Das FG (Urteil v. 2.9.2020, 2 K 159/19) ist aber wie das Finanzamt der Auffassung, dass "unter Beginn der Rente" der Zeitpunkt zu verstehen ist, ab dem die Rente tatsächlich bewilligt wird. Zwar hat er in früheren Urteilen zu § 22 EStG alter Fassung (z. B. v. 30.9.1980, VIII R 13/79) unter dem "Beginn der Rente" den Zeitpunkt verstanden, in dem der Rentenanspruch entstanden ist. Nach Auffassung des FG ergibt aber die Auslegung des Begriffes "Jahr des Rentenbeginns" aber, dass das Jahr der ersten tatsächlichen Rentenzahlung maßgebend ist. Schon der Wortlaut spreche eher für ein Abstellen auf ein tatsächliches Ereignis als auf einen möglichen Rechtsanspruch.

Auch stehe das Einkommensteuergesetz unter dem verfassungsrechtlichen Gebot der Besteuerung nach der finanziellen Leistungsfähigkeit. Die finanzielle Leistungsfähigkeit werde bei einer Rentenzahlung aber erst bei einer tatsächlichen Zahlung erhöht und nicht bei einem bestehenden Rechtsanspruch, auf den zunächst verzichtet wird (nach einem Urteil des BFH v. 9.12.2015, X R 30/14, liegt der Rentenbeginn in dem Jahr, in dem die Leistungen – unabhängig von ihrem Rechtsgrund – tatsächlich zufließen und sich dadurch die wirtschaftliche Leistungsfähigkeit erhöht hat).

Im Übrigen hätte die Rechtsansicht der Kläger zur Folge, dass die tatsächlich einheitlich gezahlte Rente des Klägers für die Besteuerung in 4 Einzelrenten zerlegt werden müsste (Hauptteil + sowie die jeweiligen Erhöhungsbeträge der folgenden drei Jahre).
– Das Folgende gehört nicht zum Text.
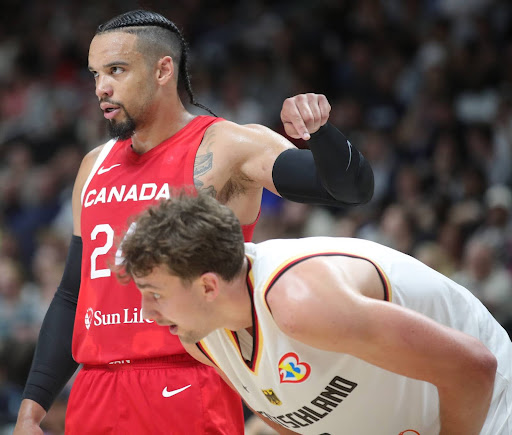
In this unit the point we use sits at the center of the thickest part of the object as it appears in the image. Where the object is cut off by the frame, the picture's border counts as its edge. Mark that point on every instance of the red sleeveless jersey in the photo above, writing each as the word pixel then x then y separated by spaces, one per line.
pixel 108 323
Dies würde dem auch in gewissem Umfang pauschalierenden Zweck des § 22 EStG widersprechen.

Revisionsverfahren beim BFH anhängig

Das FG Schleswig-Holstein hat die Revision zugelassen, welche auch eingelegt wurde. M. E. ist der Auffassung von Verwaltung und FG zuzustimmen. Vergleichbare Fälle können aber trotzdem offen gehalten werden, bis der BFH (Az: X R 29/20) entschieden hat. Einsprüche ruhen kraft Gesetzes nach § 363 Abs. 2 Satz 2 AO.